I have told many people that I broke my toe carrying laundry. No one believes me. Ok already, I'll tell the true tale.
Three weeks ago this past Saturday, around 10pm, my boyfriend backed his truck up to the back of the mobile home. He took the window out, tossed the couch through the window into the bed of the truck, grabbed the TV remote and sat on the couch cause he wanted to do a drive in movie. Unfortunately for me, the fumes from the truck came in and got me good as I was passed out on the floor of the living room after slugging down some primo box wine and smok'n some major kick ass weed.

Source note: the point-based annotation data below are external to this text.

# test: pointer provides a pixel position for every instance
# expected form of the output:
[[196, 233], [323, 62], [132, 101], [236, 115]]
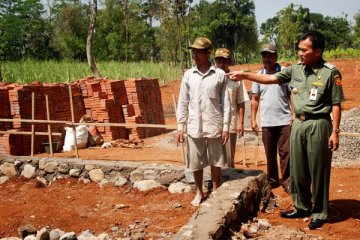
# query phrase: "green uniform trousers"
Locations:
[[310, 164]]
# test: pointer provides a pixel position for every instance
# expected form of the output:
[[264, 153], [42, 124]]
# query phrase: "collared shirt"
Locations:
[[237, 94], [275, 107], [322, 81], [203, 103]]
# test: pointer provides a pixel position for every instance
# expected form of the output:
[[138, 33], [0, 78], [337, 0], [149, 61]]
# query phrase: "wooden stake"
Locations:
[[256, 148], [49, 126], [73, 121], [32, 125], [244, 150]]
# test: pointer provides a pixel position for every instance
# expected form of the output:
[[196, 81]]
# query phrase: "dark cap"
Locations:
[[223, 52], [201, 43], [269, 47]]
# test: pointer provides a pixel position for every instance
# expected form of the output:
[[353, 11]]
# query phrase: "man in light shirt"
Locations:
[[203, 112], [275, 119], [238, 96]]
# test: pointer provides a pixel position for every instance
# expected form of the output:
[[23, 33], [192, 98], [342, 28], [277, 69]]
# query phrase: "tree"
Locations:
[[228, 23], [337, 32], [89, 41], [269, 30], [70, 29], [292, 23], [23, 31]]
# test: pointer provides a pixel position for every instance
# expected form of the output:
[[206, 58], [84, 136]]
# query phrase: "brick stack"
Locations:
[[106, 101], [103, 99], [20, 101], [4, 113], [144, 106]]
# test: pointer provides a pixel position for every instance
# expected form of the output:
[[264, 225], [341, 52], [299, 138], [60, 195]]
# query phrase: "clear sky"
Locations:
[[265, 9]]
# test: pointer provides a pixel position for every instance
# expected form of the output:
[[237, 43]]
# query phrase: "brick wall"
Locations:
[[107, 101]]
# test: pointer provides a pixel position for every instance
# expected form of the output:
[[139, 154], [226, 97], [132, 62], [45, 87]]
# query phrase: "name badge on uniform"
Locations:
[[313, 94]]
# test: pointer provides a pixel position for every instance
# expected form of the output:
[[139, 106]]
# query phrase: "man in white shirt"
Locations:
[[275, 119], [203, 112], [238, 96]]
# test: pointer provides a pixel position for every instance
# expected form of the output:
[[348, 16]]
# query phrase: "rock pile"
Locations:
[[349, 151]]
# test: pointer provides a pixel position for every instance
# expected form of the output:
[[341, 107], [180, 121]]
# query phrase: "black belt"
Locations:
[[304, 117]]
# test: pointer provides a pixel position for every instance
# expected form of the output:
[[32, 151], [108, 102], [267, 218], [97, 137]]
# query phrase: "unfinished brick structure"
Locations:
[[106, 101]]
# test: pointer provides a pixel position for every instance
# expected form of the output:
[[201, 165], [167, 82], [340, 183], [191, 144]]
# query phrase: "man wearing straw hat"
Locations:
[[204, 108], [238, 96]]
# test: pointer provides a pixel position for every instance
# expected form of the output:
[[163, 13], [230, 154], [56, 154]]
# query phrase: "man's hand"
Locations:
[[334, 141], [236, 75], [224, 137], [180, 136], [292, 119], [240, 130], [254, 126]]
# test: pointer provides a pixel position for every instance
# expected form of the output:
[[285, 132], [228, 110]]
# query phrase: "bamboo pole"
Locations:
[[32, 125], [49, 126], [73, 121]]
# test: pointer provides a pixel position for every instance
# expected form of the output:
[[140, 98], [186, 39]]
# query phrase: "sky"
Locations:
[[265, 9]]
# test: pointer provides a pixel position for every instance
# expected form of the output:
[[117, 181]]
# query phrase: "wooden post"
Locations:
[[32, 124], [244, 150], [73, 120], [49, 126], [256, 148]]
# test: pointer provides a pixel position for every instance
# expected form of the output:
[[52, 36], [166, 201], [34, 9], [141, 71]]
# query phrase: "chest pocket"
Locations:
[[319, 92], [213, 90]]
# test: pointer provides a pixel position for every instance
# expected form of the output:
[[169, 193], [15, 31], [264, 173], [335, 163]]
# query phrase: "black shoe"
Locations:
[[295, 214], [316, 223]]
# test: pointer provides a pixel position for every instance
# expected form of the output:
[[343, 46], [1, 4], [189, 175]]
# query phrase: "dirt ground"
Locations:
[[73, 206]]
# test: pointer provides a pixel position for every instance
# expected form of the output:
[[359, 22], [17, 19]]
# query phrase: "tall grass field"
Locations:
[[28, 71]]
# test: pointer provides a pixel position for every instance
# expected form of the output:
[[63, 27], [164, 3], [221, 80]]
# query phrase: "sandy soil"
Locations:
[[73, 206]]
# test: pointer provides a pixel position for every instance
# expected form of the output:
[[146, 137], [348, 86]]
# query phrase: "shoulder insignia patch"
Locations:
[[329, 65]]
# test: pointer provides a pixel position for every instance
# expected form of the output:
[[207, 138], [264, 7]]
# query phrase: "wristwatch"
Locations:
[[337, 130]]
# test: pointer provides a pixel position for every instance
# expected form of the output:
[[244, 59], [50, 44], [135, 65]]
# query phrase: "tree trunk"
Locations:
[[0, 73], [89, 42]]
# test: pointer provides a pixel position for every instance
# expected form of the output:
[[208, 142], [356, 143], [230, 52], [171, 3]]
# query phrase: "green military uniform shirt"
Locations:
[[322, 80], [315, 89]]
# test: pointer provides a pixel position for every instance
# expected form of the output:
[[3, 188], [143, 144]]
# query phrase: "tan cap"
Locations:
[[201, 43], [269, 47], [223, 52]]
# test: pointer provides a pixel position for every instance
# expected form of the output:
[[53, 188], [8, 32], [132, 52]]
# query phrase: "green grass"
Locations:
[[28, 71]]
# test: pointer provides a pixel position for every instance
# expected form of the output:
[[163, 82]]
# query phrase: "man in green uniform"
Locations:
[[316, 92]]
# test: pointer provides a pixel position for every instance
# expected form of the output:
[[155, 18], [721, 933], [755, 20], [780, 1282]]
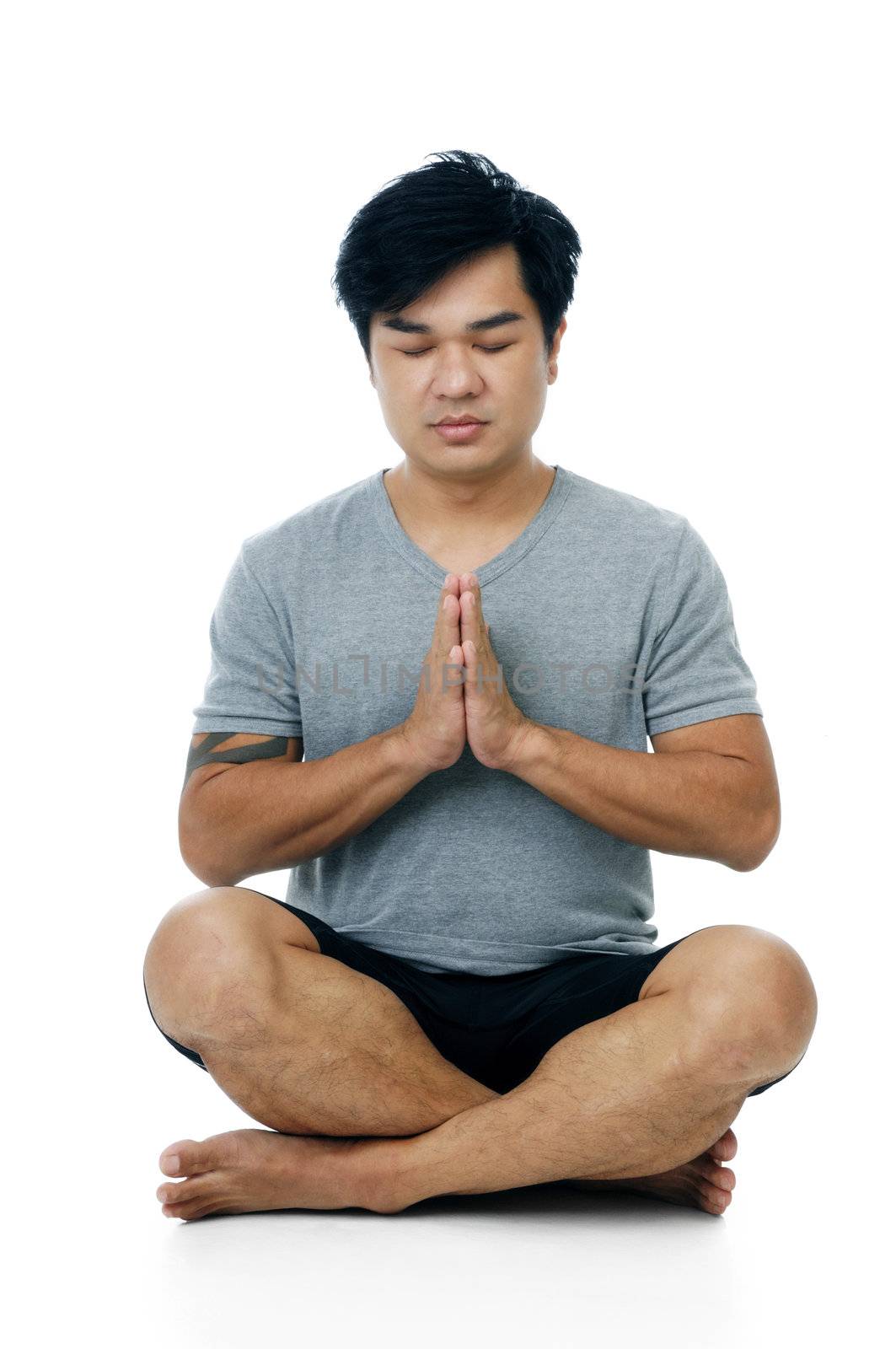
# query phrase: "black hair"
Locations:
[[426, 223]]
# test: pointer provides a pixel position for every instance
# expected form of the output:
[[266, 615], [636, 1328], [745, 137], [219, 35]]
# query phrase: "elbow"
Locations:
[[207, 863], [763, 840]]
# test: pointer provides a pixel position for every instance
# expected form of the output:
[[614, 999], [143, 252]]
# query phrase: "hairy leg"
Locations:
[[633, 1094], [298, 1040]]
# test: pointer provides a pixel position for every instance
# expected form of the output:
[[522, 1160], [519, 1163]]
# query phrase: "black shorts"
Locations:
[[494, 1027]]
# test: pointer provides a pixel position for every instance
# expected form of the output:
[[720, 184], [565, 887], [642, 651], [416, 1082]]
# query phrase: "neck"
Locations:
[[469, 506]]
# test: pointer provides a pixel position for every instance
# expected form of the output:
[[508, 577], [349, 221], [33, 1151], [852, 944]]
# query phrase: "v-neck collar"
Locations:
[[404, 544]]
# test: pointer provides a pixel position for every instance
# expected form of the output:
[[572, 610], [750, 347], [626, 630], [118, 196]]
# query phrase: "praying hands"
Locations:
[[462, 695]]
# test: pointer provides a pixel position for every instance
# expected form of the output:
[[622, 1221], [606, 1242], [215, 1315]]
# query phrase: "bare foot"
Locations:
[[700, 1185], [254, 1170]]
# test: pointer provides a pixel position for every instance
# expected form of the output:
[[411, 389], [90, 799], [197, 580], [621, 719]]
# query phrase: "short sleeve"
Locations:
[[695, 669], [251, 685]]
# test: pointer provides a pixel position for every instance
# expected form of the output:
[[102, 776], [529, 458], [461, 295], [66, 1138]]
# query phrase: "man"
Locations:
[[462, 992]]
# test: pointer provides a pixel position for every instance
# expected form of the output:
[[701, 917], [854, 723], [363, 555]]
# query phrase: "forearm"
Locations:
[[266, 816], [689, 803]]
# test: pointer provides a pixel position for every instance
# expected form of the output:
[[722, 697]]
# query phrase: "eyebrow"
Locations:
[[505, 316]]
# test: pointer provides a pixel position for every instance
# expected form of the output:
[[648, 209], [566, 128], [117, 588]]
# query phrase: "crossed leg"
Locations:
[[639, 1094]]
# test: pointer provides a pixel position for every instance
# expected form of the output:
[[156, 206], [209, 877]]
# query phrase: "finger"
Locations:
[[473, 626], [448, 624]]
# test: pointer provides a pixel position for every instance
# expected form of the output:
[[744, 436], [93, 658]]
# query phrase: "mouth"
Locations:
[[464, 429]]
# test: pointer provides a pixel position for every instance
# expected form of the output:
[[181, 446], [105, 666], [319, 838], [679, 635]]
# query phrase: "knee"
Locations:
[[195, 951], [757, 1005]]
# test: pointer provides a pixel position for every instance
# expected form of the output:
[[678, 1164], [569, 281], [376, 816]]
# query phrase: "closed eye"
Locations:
[[424, 350]]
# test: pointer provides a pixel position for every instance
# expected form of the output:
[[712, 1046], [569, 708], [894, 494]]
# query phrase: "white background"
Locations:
[[177, 375]]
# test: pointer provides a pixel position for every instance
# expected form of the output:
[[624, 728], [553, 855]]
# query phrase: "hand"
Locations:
[[496, 726], [436, 730]]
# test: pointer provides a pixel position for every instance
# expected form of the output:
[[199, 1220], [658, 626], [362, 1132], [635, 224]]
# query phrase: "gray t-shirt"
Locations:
[[609, 617]]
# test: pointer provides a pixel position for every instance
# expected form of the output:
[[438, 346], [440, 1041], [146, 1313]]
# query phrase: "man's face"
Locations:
[[455, 374]]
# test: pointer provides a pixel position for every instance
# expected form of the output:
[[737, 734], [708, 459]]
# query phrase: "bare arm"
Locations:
[[709, 791], [273, 811]]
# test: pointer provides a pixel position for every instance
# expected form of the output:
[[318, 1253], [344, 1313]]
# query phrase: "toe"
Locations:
[[716, 1200], [721, 1177], [725, 1148], [196, 1190], [184, 1159]]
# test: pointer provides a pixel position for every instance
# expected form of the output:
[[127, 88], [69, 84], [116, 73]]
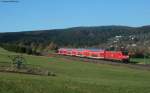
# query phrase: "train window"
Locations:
[[125, 52]]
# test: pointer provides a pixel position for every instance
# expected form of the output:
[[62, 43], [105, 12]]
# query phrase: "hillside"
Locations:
[[74, 77], [100, 36]]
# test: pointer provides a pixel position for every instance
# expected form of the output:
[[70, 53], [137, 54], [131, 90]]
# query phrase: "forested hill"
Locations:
[[76, 37]]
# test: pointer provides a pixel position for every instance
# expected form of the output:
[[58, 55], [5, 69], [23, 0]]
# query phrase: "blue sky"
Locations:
[[55, 14]]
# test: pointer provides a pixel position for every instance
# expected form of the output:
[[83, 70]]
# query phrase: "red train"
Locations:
[[96, 54]]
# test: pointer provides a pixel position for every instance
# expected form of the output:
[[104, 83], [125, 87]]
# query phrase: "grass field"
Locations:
[[141, 60], [74, 77]]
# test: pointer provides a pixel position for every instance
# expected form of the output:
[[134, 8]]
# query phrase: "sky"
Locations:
[[30, 15]]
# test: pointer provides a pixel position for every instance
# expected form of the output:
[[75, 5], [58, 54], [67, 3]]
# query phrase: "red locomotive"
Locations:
[[96, 54]]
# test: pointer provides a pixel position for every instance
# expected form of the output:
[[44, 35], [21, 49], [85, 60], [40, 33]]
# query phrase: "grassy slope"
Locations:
[[75, 77]]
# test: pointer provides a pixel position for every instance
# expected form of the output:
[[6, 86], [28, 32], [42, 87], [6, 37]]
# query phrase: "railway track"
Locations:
[[114, 63]]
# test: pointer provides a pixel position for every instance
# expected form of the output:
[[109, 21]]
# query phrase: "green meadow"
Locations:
[[74, 77]]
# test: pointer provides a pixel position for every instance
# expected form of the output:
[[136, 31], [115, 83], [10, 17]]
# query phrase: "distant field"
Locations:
[[74, 77]]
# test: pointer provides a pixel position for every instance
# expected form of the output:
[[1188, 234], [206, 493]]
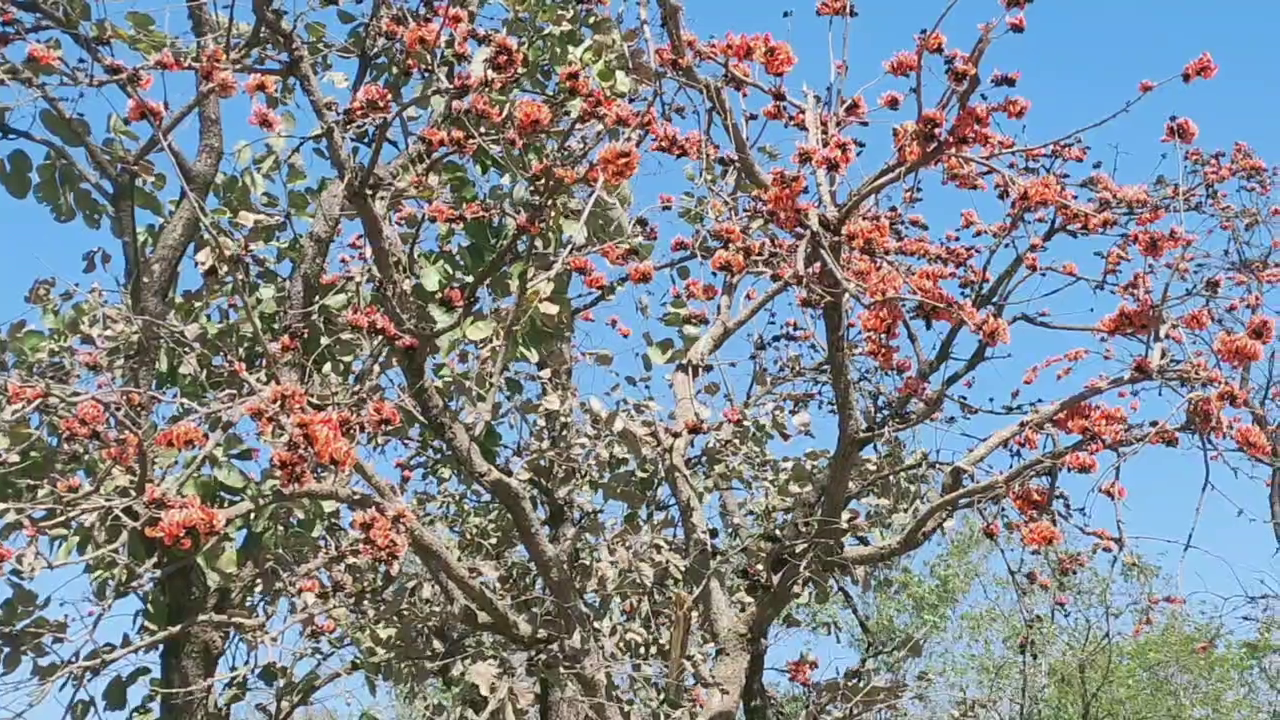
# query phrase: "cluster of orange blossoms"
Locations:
[[183, 519]]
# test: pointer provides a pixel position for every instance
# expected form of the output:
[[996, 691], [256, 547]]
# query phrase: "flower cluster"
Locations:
[[182, 519], [383, 534]]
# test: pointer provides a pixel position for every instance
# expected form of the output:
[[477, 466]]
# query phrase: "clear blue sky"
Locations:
[[1079, 62], [1080, 59]]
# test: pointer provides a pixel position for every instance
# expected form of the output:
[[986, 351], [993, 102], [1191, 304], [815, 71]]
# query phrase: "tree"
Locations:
[[246, 438], [973, 633]]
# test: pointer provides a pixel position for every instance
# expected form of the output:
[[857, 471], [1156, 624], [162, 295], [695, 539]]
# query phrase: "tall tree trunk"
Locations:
[[755, 698], [188, 661]]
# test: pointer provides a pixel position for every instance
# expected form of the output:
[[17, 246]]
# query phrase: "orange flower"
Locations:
[[1041, 534], [182, 436], [618, 163]]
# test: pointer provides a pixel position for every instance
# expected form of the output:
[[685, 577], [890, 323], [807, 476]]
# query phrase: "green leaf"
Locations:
[[232, 477], [480, 329], [17, 174], [140, 21], [115, 695], [662, 351], [72, 132], [430, 277]]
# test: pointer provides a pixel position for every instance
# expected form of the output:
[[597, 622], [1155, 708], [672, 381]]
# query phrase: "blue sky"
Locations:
[[1079, 60]]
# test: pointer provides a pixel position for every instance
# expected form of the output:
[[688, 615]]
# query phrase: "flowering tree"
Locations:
[[355, 324]]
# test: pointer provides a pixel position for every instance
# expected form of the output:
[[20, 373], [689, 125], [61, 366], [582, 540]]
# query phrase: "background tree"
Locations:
[[970, 633], [362, 254]]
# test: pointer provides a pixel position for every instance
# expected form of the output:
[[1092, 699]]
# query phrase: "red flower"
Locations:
[[1112, 490], [1041, 534], [1016, 108], [1238, 350], [727, 261], [891, 100], [777, 58], [371, 101], [138, 110], [1261, 328], [935, 42], [24, 395], [531, 115], [382, 415], [903, 63], [1202, 67], [1082, 463], [597, 281], [182, 436], [265, 85], [618, 162], [835, 8], [263, 117], [641, 273], [41, 55], [1253, 441], [1180, 130], [800, 670]]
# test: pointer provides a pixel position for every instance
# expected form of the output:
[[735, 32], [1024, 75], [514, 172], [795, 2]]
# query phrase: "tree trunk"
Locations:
[[755, 698], [188, 661]]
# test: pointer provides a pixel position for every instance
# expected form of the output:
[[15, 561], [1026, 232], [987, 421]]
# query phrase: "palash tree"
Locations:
[[362, 254]]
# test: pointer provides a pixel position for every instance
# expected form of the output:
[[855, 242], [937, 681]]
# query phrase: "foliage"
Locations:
[[990, 641], [352, 329]]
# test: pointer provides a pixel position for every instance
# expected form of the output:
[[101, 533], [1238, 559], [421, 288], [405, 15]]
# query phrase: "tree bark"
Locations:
[[188, 661]]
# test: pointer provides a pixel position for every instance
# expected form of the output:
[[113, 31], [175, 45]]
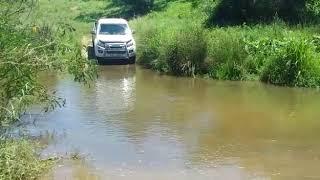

The idiot had put the dog in the cab of the truck, and at some point in the evening, Ugly jumped onto the gearshift, putting the truck in neutral and causing it to roll down the hill taking the back end of the mobile home with it.
The shock of refreshing air hit me and I jumped up and ran to where I expected the couch to be and fell out of the end of the house landing in an old raccoon nest...well not so old as the raccoon was pretty pissed. I did look up in time to see the end of the mobile home bounce once in the air and then tumble over the side into the gully. That was a sight you don't see every day, I tell ya.
Luck was with me and I still had my cigarettes in my breast pocket. I lit one up to ponder my situation but unfortunately, the house blew up around me.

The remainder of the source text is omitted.